Inductus AI

Product

Inductus

Multi-agent intelligence for quantitative research and data science—reasoning, orchestration, and workflows built for your desk.

Built for desks that test hypotheses, not slogans

Inductus is aimed at quantitative researchers, fund analysts, and data scientists who need more than a generic assistant: a structured environment where natural language turns into traceable steps, data you already own sits next to curated fundamentals, and every session can be exported into notebooks your team can audit and reproduce.

The sections below spell out how the agent orchestrates work, grounds knowledge, and persists context—so you can judge fit before you launch a workspace.

Workspace and workflow

The product centers on a single workspace: conversational control, dataset discovery, and paths to notebook export in one surface. You steer the agent with prompts; it proposes decomposed steps instead of opaque completions, which keeps complex asks—like covariance work or multi-table joins—inspectable as a chain of actions rather than a black box.

Sessions stay transparent: you can follow what ran, what data it touched, and how outputs were produced, then push results into Jupyter-style workflows when you are ready to harden methodology or share with a desk.

Multi-agent orchestration and models

Behind the scenes, prompts are broken into sequential, executable steps—autonomous task chaining—so “one big ask” becomes a legible pipeline you can interrupt, correct, or rerun. That matters when a single slip in ordering or data selection would invalidate a research conclusion.

Model choices emphasize precision and latency discipline: the stack leans on small, task-focused language models (SLMs) where they outperform monolithic “chat” LLMs for structured finance and data work—reducing both cost and the failure modes of opaque general-purpose endpoints.

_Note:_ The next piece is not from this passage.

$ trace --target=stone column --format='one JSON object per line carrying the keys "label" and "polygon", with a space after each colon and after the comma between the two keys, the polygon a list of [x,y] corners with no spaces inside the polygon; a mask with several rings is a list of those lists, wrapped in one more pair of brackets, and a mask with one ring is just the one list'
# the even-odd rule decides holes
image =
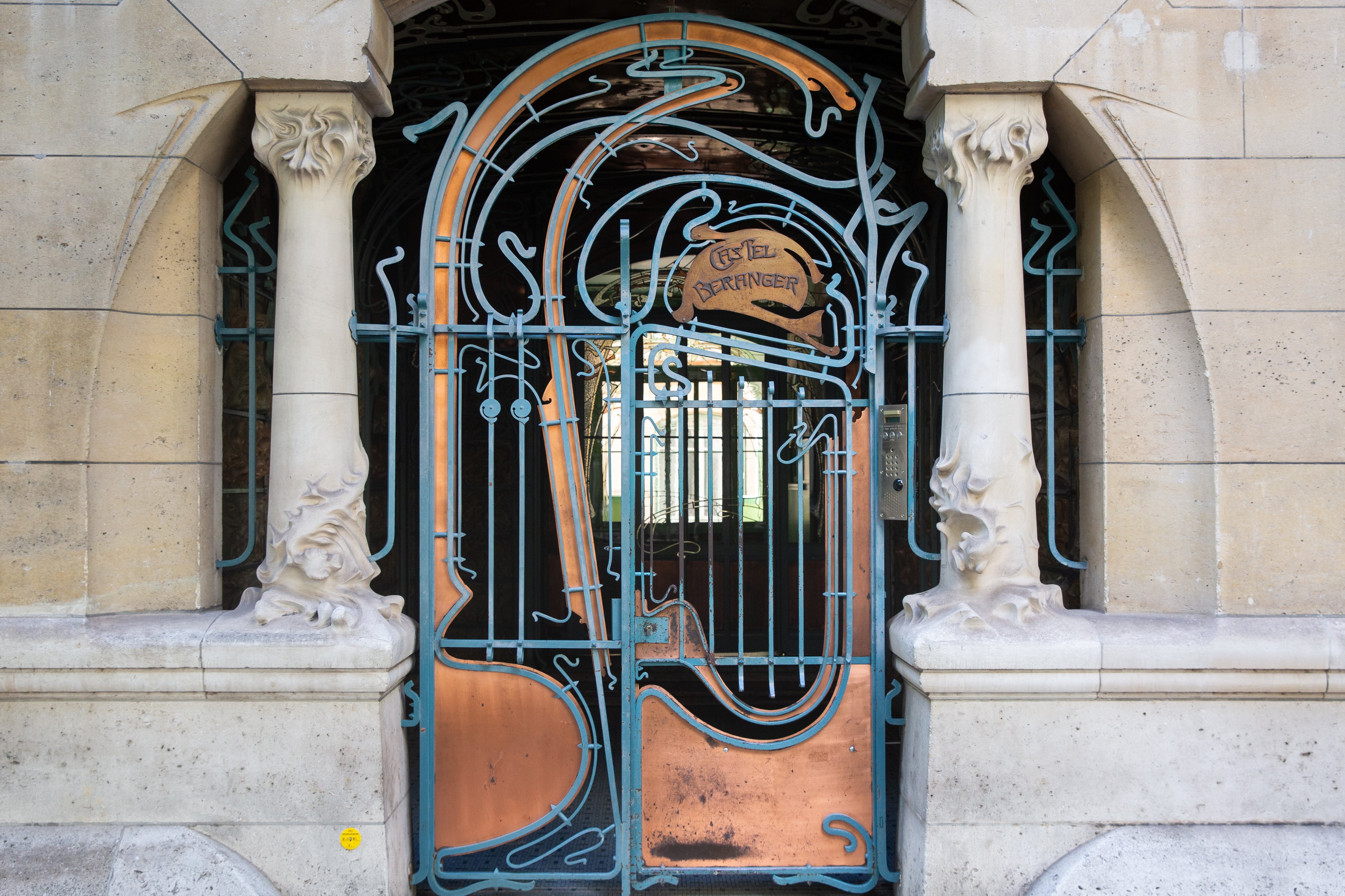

Knowledge extraction and memory

GitHub-to-logic mapping lets you point the system at repositories so methodologies in code can be lifted into the workspace—not just summarized, but connected to executable context.

IR triplet learning turns raw notebooks into structured, searchable “knowledge triplets,” so prior analysis does not disappear into static PDFs or orphaned cells.

Recursive memory keeps a persistent view of how experiments evolve: the agent is shaped by what you actually ran, not a one-off chat transcript.

Together, these pieces push beyond casual chat: the goal is a scientifically grounded loop—hypothesis, instrumentation, observation, revision—rather than anecdotal answers.

Data and integrations

Quant teams routinely burn most of their time on plumbing—cleaning OHLCV, aligning identifiers, reconciling vendor schemas—before they ever test a signal. Inductus is designed to collapse part of that tax: automatic discovery and cataloging of local CSV and Parquet, with the agent reasoning over structure and joins in conversation.

Where it fits your process, built-in access to Sharadar SEP / SF1 fundamentals supports exploratory work and method validation in a controlled setting—alongside your own files, not instead of them.

The intent is simple: spend less time mapping columns and more time deciding whether an idea survives contact with the data.

Disclaimer: Inductus AI is not a stock picker or trading advisor—it is a tool for exploring data and testing hypotheses.